Unlike past LDP leadership elections, in which party factions made the winner a foregone conclusion, Wednesday's was the most hotly contested in years. Kishida and Japan's Regulatory Reform Minister Taro Kono, who enjoyed higher support among the LDP's rank and file and also was a front-runner in public opinion polls, went to a runoff after none of the four candidates won a majority in the first round.
In the runoff, LDP members of the Diet, which is Japan's parliament, dominated the vote. Kishida beat Kono with 257 votes-249 from parliament members and eight from rank-and-file members-to 170.
Two female candidates, Sanae Takaichi, a former minister of internal affairs and communications, and Seiko Noda, the LDP's executive acting secretary-general, lost in the first round.
Since the LDP-led coalition holds a majority in both chambers of the parliament, Kishida's appointment as Japan's 100th prime minister is all but guaranteed on Monday during a special session of the legislature.
He will then lead the party through a lower house election that must be held no later than Nov 28. Recent polls suggest that the LDP, which has ruled Japan for most of the past 66 years, will win again.
After winning, Kishida invoked a sports image to call for party unity for future elections.
"The presidential election is over.... All of us will play 'baseball' together to face the House of Representatives election and the House of Councilors election," Kishida said, adding that his administration will craft a multitrillion-yen stimulus package by the end of the year to mitigate the impact of the COVID-19 pandemic on the economy.

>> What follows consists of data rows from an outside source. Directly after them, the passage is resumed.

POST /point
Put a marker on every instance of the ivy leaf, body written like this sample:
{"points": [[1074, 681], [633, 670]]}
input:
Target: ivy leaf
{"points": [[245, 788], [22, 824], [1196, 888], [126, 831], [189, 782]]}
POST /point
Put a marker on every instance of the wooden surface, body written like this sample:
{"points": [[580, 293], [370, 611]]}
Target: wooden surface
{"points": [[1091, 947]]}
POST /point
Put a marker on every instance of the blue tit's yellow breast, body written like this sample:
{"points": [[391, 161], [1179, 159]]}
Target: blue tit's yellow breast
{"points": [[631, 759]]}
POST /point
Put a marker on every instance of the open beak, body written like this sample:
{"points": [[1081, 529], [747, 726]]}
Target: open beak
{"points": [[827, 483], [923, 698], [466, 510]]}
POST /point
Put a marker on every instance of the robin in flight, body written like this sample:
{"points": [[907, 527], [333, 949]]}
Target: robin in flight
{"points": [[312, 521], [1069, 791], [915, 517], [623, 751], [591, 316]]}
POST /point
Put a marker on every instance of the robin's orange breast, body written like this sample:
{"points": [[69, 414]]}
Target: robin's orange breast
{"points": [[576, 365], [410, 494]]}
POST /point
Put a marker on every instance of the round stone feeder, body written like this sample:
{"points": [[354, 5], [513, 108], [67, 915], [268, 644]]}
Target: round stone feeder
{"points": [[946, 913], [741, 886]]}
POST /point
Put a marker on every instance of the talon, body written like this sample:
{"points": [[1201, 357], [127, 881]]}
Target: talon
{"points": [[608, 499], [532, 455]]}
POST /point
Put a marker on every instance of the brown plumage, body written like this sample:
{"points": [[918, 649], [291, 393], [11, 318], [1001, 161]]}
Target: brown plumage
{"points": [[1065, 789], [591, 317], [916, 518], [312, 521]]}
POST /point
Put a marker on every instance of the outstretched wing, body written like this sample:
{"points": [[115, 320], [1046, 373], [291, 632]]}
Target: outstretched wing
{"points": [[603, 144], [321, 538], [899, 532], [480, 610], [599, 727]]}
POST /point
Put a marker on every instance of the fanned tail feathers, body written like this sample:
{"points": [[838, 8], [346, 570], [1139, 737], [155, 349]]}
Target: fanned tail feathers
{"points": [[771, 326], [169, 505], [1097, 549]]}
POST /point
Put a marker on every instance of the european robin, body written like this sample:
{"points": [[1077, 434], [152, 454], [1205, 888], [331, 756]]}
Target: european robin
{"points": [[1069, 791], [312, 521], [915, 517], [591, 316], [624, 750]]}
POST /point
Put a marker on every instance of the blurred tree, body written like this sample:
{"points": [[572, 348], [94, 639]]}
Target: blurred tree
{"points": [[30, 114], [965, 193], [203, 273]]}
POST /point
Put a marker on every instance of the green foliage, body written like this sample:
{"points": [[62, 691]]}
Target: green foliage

Commenting on Kishida's victory, Chinese Foreign Ministry spokeswoman Hua Chunying said: "We stand ready to work together with the new Japanese administration to stay committed to the principles and spirit established in the four political documents and deepen cooperation in all fields to ensure a healthy and sustained development of China-Japan relations."
Liu Qingbin, a professor at Yokohama National University's Institute of Advanced Sciences, said Kishida is more left-leaning on the economy as a moderate party stalwart.
According to Liu, Kishida's "new Japanese-style capitalism" is mainly about redistributing wealth more aggressively to narrow the gap between rich and poor.
"On foreign relations, Kishida represents those who rose to the top not by provocative policy prescriptions but through accumulation of support among party elders, which means he will more likely continue a steady approach among major powers," Liu said.